Marco Bertaglia

Organisation : European Commission, Joint Research Centre
Category : Government
Region : Europe and Central Asia
What are, or should be, the main characteristics of agroecological innovations ? (sentences or key words) : Agroecology should be the *joint* and simultaneous application of *all* ecological principles: that's the specific approach.

Approaches as permanent soil cover, with no-till, preservation of spontaneous vegetation, polycoltures, etc. are not novel, they are known and proven.

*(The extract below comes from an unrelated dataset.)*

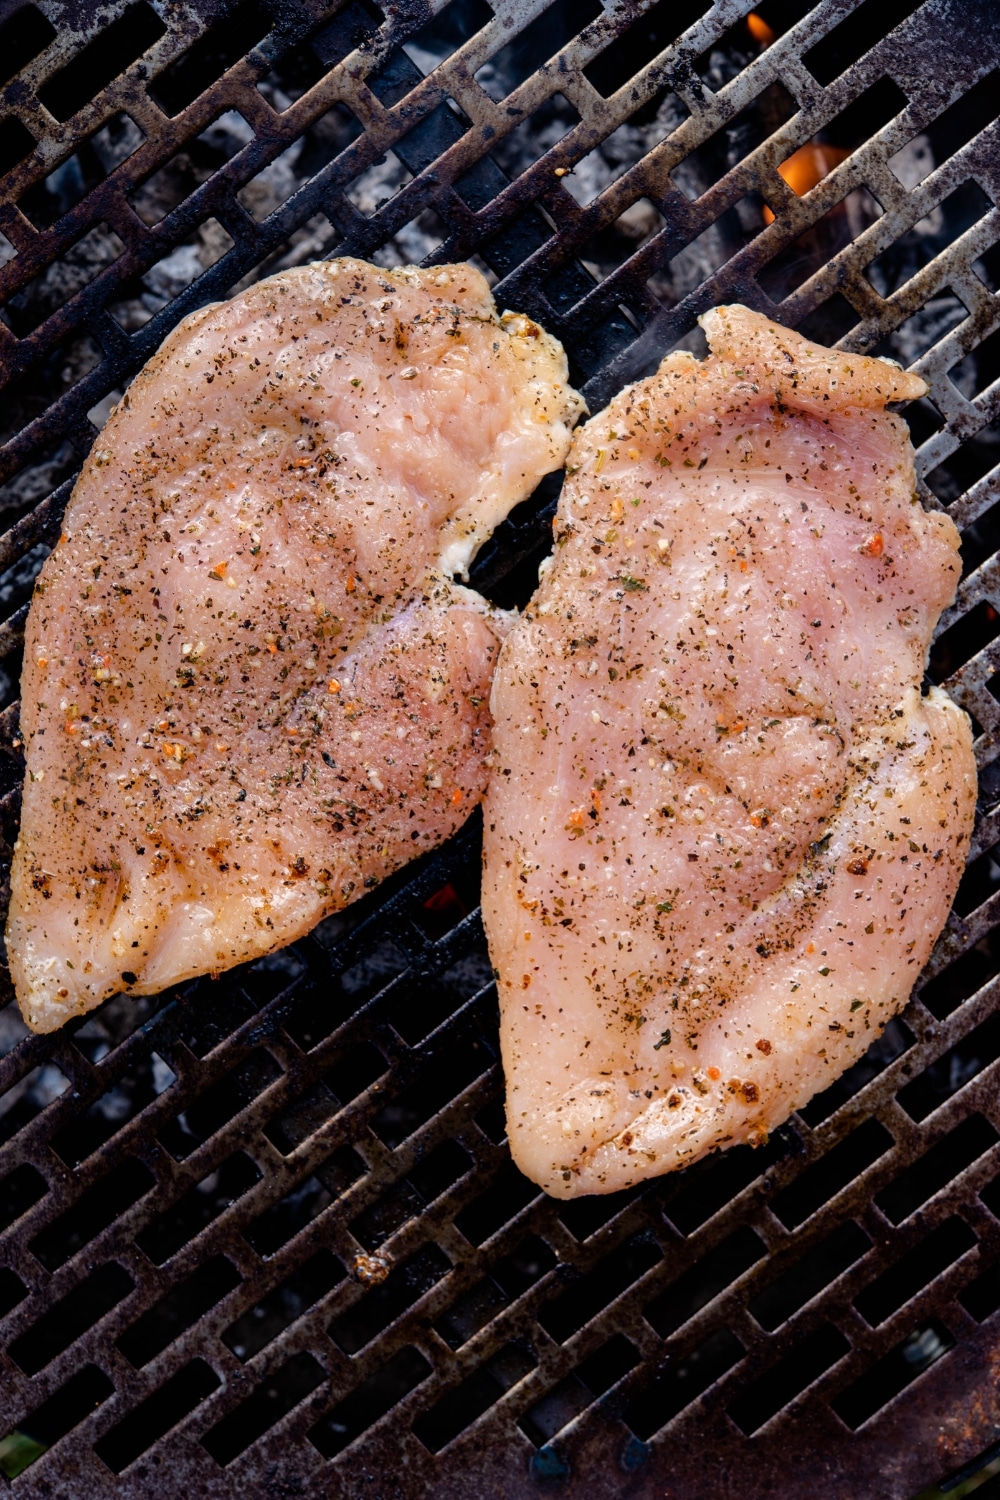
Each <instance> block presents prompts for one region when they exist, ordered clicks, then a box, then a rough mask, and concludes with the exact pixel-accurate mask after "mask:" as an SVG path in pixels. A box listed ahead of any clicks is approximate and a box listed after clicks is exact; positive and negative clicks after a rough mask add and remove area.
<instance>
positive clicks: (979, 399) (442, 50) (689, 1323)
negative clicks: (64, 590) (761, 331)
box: [0, 0, 1000, 1500]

Yet, they may be construed as 'innovations' because they are not widespread or mainstream.

Within these proven practices, there is scope for specific innovations, e.g.:
- adapted tools and machinery that are as much as possible hand-driven, pushed or pulled, maybe with "bike tractors" or similar, and that are adapted to e.g. planting / seeding without soil labour and in no-till systems, with thick hay or straw mulch, or adapted to polyculture, including for harvesting in crops that are not monoculture;
- locally selected / preserved seed, self-produced by farmers (importantly, breeding/selection should focus on the population NOT the individual, one of the mistakes of past genetic improvement programmes)
- new planting /trasplanting / management protocols for e.g. wider-spaced cereals for maximum stems per plant
- improved companion planting taking into consideration spontaneous and cultivated plants
- improved in-the-field composting approaches
- innovative arrangements of production / marketing of products in mixed farms with very extensive husbandry practices which e.g. leaves more of say milk to offspring and only use a fraction of all milk produced in lactation, with livestock using less land than today, only in areas not competing for food production for human consumption.
Why are these characteristics important for agroecological transitions to sustainable food systems ? : Agroecology should be a complete paradigm shift from both conventional industrial agriculture and mainstream organic farming, abandoning the concept of 'applying practices' and shifting to whole-system (re)design, from farm to fork, considering all steps along the chain, and adopting nature-based solutions and mimicking nature at all stages of productions, transformation, distribution and consumption of food and other biomass.

Sustainability cannot be achieved if agriculture keeps using so much mechanisation and fossil fuel. Some of it will probably still be necessary, yet it should be reduced to a bear minimum. Some of the approaches required are quite difficult, and require the development of adapted tools, machinery, varieties, etc.